Die Fallzahl
Liebe Brotbackfreunde,
heute einmal wieder ein Brotthema. Vielmehr geht es ums Mehl. Bei der Qualitätsbeschreibung eines Mehles ist für den Bäcker nicht nur die Höhe des Proteingehaltes wichtig (vereinfacht gesagt: je höher der Proteingehalt, desto höher der Glutengehalt), sondern es taucht auch der merkwürdige Begriff der „Fallzahl“ auf. Die Fallzahl beschreibt den Anteil der Stärkemoleküle im Mehl.
Getreide und das daraus gewonnene Mehl besteht in der Hauptsache aus unterschiedlichen Kohlenhydraten. Angefangen bei einfachem Zucker, bis hin zu komplexen Ballaststoffen. Und dazwischen finden sich die Stärkemoleküle. Diese sind wasserlöslich bzw. binden Wasser. Sie kennen es vielleicht vom Pudding kochen. Dort nutzt man Kartoffel- oder Maisstärke. Schon mit 100 g dieser Stärke, kann man einen Liter Wasser stich- oder schnittfest machen.

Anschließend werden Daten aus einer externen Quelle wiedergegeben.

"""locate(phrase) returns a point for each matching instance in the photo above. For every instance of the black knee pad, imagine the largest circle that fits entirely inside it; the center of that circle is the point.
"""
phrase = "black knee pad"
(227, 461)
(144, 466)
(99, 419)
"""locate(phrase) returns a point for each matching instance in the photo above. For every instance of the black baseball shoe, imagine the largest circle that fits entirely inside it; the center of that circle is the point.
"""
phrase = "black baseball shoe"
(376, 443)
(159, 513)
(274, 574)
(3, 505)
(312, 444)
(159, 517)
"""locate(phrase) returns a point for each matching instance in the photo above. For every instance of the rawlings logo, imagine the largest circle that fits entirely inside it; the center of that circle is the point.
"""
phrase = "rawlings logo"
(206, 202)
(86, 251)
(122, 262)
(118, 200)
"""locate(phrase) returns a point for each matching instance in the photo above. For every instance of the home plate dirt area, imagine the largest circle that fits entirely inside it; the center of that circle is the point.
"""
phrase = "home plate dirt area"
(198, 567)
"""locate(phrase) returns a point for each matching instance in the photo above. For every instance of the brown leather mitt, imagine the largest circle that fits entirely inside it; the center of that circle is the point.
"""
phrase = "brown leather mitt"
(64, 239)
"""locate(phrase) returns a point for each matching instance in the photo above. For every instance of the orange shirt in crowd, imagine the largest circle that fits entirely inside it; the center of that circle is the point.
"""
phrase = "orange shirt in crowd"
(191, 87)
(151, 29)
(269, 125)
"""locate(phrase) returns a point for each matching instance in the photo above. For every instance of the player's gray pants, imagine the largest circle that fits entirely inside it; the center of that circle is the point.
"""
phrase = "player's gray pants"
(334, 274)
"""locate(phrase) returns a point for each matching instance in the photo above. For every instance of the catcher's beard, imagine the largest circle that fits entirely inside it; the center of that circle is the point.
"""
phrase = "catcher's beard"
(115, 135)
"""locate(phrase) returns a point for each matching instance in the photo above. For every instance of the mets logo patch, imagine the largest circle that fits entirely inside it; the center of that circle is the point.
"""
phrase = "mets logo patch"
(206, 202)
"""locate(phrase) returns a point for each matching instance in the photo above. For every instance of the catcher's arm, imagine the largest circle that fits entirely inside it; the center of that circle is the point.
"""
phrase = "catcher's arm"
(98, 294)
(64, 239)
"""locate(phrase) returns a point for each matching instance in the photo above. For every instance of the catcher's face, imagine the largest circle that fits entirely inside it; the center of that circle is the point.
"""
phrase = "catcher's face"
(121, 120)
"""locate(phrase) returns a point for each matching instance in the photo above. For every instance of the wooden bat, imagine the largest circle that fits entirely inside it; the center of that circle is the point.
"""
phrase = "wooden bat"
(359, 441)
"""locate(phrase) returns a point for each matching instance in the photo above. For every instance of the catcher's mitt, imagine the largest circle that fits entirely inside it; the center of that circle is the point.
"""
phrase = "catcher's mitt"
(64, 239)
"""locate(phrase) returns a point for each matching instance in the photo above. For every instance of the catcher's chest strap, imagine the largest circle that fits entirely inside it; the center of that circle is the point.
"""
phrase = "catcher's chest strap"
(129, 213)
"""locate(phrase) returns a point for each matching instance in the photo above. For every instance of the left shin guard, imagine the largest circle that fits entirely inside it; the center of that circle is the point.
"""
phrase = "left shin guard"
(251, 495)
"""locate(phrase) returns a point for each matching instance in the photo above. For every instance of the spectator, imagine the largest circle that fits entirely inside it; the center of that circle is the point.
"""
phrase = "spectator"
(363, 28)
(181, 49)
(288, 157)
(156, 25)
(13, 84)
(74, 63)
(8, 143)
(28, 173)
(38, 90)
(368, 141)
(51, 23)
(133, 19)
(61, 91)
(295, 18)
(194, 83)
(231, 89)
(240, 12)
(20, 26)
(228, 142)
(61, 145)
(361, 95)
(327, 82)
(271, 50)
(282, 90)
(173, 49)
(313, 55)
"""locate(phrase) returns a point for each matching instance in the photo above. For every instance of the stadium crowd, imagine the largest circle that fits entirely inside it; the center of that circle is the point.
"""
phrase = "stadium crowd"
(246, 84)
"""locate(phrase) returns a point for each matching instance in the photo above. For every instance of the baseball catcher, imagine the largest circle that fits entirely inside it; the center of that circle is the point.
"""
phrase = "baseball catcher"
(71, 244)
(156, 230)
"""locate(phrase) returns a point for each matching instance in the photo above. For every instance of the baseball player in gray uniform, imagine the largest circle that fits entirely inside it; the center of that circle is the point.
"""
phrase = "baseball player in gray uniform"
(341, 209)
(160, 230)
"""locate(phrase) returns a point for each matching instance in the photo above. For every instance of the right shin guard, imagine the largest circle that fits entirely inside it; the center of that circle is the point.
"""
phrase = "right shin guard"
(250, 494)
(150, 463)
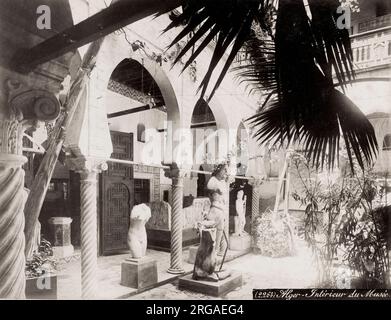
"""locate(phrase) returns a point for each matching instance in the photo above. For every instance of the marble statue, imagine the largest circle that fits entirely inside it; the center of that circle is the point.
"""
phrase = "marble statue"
(137, 235)
(218, 193)
(216, 213)
(240, 218)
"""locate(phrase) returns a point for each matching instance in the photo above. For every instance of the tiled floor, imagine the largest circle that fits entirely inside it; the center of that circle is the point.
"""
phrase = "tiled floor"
(258, 272)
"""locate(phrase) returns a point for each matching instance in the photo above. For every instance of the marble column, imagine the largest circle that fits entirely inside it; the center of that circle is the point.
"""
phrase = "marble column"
(176, 262)
(61, 236)
(12, 200)
(89, 169)
(21, 107)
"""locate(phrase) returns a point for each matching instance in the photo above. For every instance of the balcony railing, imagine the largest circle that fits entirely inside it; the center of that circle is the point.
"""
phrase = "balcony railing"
(375, 23)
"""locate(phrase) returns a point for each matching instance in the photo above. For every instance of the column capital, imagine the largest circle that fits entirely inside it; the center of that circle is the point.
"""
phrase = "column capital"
(255, 182)
(174, 172)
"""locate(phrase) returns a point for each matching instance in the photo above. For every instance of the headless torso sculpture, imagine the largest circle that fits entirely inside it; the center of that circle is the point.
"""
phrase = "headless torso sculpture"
(240, 218)
(212, 231)
(137, 236)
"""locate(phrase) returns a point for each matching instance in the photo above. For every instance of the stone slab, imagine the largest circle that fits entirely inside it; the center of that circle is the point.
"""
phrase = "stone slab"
(139, 273)
(231, 255)
(239, 243)
(215, 289)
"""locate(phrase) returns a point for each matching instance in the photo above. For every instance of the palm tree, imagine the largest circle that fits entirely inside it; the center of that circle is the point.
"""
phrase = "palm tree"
(294, 48)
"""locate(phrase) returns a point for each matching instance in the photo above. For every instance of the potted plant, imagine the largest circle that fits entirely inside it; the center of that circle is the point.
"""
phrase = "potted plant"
(41, 277)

Und genau das macht die Stärkemoleküle so interessant für den Bäcker (die Bäckerin), kann man doch mit einem hohen Stärkegehalt sehr viel Wasser binden. Boshaft gesagt, ist Wasser immer noch billiger als Mehl, und wenn man mit Brot Geld verdienen möchte, ist dies ein probater Weg.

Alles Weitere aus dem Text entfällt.